A wxPython tool to visualize hitomezashi embroidery patterns
Hitomezashi is a form of embroidery where equally spaced vertical and horizontal running stitches are used to create patterns by their intersections on a grid. The variation in patterns arises from the offset of each running stitches, whether it starts with a section on the top or bottom of the fabric. Each of the two directions of stitches can thus be represented with a bitstring (0 for starting above the work, 1 for starting below); this visualization tool is meant to take pairs of bitstrings as input and visualize them.
- Selectable presets for the bitcodes or custom entry
- The Fibonacci-Pell snowflake
- The Thue-Morse sequence
- The Kolakoski sequence
- A random bitstring
- Customizable colors/styles for gridlines and stitches
- Bounded-region coloring
- Two-coloring of the regions bounded by stitches
- Coloration of closed loops by the depth of enclaves
- Add PNG and SVG export capabilities
- Fix the preset dialog (which goes weird from the second instantiation on)
If you ask this tool to do impossible or stupid things, it will try its best to do them with no particular regard for the scope of the job.
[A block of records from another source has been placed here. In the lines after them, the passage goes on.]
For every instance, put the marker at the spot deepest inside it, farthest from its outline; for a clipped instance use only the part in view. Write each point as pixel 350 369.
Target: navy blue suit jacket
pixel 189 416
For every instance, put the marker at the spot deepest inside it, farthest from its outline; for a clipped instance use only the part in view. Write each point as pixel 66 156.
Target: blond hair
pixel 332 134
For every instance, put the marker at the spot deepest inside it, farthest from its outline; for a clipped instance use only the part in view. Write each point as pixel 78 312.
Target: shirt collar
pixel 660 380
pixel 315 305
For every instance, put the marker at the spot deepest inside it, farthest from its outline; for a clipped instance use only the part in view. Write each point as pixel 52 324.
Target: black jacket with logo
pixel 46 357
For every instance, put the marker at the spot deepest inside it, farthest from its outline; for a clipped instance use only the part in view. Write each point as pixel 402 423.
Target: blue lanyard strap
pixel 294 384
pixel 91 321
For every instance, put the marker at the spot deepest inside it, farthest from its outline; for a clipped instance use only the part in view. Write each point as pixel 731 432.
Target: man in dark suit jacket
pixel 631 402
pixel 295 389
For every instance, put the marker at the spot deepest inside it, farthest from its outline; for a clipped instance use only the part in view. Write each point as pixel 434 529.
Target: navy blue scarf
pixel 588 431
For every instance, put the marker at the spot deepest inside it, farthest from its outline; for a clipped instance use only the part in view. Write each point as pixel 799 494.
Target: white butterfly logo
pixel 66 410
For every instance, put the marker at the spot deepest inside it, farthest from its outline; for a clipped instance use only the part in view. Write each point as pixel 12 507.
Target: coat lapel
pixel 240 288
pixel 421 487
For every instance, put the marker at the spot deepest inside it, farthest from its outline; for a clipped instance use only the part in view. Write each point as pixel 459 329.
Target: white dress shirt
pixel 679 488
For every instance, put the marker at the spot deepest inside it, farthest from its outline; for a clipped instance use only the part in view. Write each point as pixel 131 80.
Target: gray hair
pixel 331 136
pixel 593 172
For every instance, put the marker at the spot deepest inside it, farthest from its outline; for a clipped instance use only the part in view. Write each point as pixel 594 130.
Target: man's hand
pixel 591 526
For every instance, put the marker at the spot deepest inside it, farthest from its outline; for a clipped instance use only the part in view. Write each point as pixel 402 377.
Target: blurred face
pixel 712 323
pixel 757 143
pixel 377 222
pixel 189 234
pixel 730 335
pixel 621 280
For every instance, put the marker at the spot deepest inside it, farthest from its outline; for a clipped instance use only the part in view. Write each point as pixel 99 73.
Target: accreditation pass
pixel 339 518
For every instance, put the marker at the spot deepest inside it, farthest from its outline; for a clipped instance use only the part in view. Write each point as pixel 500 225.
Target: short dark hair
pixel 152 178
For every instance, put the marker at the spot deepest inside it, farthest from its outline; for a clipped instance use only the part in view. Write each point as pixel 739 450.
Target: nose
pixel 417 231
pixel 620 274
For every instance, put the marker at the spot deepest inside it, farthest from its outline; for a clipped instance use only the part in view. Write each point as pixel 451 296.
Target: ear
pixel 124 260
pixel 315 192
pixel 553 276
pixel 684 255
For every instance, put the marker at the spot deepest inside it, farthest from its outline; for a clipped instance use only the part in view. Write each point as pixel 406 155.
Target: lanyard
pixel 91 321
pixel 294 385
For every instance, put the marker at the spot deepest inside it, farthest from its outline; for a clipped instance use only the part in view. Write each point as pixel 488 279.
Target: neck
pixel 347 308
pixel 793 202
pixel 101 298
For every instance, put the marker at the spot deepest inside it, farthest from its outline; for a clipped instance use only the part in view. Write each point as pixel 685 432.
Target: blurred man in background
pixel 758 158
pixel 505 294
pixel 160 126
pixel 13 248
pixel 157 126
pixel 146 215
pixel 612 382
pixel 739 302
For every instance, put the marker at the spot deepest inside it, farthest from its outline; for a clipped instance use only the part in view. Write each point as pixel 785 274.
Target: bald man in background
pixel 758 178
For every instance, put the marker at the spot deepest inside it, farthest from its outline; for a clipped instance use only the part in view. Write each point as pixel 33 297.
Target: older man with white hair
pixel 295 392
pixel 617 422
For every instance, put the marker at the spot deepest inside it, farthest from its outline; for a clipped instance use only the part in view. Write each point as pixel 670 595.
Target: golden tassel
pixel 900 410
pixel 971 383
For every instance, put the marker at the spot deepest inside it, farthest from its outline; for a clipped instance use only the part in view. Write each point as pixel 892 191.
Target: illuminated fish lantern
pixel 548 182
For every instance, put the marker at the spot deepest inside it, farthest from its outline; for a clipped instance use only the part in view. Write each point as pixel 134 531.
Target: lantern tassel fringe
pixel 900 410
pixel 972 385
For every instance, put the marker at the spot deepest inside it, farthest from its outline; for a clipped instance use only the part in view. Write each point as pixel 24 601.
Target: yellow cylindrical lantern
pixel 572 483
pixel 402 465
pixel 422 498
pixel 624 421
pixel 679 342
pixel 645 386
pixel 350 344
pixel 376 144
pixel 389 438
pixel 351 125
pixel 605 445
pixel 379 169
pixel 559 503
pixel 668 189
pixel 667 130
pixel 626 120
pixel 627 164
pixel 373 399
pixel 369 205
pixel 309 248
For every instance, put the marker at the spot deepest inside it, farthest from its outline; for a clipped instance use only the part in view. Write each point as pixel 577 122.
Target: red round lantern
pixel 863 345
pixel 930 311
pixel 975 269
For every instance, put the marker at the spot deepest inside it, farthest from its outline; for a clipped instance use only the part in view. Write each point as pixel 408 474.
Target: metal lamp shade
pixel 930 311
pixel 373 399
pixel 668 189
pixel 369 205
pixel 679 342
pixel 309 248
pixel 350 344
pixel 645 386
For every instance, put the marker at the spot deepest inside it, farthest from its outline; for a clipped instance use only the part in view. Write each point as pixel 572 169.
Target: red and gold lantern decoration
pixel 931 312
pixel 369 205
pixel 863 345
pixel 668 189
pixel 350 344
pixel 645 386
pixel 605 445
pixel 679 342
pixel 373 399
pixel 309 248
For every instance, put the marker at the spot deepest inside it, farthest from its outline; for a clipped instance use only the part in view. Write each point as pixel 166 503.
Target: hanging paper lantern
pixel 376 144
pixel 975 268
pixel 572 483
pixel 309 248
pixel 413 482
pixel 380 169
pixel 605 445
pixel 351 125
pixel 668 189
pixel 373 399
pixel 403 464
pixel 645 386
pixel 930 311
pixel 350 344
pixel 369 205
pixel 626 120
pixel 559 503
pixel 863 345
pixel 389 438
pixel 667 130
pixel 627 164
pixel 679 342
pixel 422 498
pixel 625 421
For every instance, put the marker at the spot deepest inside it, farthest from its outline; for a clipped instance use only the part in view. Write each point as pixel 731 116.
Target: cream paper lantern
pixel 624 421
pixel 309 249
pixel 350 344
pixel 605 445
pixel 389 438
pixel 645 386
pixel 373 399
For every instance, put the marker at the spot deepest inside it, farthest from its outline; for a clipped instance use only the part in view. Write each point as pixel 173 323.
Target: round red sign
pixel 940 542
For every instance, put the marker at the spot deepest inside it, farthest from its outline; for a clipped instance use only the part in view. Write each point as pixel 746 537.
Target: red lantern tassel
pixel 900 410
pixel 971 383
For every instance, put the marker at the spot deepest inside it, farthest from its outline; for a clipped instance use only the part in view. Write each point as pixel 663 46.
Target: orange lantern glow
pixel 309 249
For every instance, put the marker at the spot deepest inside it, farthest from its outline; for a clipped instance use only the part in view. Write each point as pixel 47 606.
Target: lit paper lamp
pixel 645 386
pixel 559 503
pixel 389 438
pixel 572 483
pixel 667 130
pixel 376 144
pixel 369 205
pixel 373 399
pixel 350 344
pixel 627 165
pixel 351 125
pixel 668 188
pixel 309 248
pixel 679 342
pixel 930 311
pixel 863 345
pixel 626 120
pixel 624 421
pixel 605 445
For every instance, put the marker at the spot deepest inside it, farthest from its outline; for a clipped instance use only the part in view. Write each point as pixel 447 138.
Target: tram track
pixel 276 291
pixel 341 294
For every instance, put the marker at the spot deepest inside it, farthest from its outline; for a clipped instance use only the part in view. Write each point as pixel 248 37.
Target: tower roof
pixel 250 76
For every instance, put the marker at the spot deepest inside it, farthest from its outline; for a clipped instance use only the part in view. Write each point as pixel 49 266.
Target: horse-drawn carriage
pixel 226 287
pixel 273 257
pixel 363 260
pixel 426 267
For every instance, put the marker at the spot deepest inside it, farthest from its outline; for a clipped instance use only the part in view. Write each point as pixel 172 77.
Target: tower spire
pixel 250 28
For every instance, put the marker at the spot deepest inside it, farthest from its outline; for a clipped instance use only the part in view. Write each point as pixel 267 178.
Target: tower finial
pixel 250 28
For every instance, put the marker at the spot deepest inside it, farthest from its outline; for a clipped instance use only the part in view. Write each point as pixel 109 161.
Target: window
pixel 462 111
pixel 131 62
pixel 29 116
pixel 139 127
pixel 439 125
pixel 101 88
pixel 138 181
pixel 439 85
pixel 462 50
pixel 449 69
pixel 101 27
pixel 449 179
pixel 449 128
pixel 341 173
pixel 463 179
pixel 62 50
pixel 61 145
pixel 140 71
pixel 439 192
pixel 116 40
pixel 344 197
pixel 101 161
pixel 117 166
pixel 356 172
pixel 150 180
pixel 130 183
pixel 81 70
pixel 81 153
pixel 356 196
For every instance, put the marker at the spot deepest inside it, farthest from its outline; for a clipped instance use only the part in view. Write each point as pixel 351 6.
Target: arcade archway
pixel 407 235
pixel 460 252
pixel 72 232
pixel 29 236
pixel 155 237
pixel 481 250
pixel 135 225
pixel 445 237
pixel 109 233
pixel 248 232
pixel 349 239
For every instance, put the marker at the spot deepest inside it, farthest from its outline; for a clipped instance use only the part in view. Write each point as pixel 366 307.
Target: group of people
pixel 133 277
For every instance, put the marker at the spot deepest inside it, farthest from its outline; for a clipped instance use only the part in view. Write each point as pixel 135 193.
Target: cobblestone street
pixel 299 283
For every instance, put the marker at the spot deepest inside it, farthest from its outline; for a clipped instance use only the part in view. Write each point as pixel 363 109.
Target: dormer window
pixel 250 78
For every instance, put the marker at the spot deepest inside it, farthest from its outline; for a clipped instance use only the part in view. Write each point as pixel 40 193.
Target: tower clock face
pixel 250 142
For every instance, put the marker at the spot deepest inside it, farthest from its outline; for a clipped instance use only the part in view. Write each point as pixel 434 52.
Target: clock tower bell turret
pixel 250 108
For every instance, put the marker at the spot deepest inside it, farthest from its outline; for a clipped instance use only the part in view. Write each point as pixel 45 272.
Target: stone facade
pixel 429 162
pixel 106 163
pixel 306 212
On a sensible OS it probably can't do much damage, but it will use whatever CPU, memory, and other resources it thinks it needs for the task. So, for instance, if you ask for an order-10 Fibonacci-Pell snowflake with enclave-coloration, it will (a) thrash violently for days on end calculating the enclave coloration on a 4756-by-4756 grid, and (b) try to draw it, which on any reasonable screen resolution will be indistinguishable from a black square.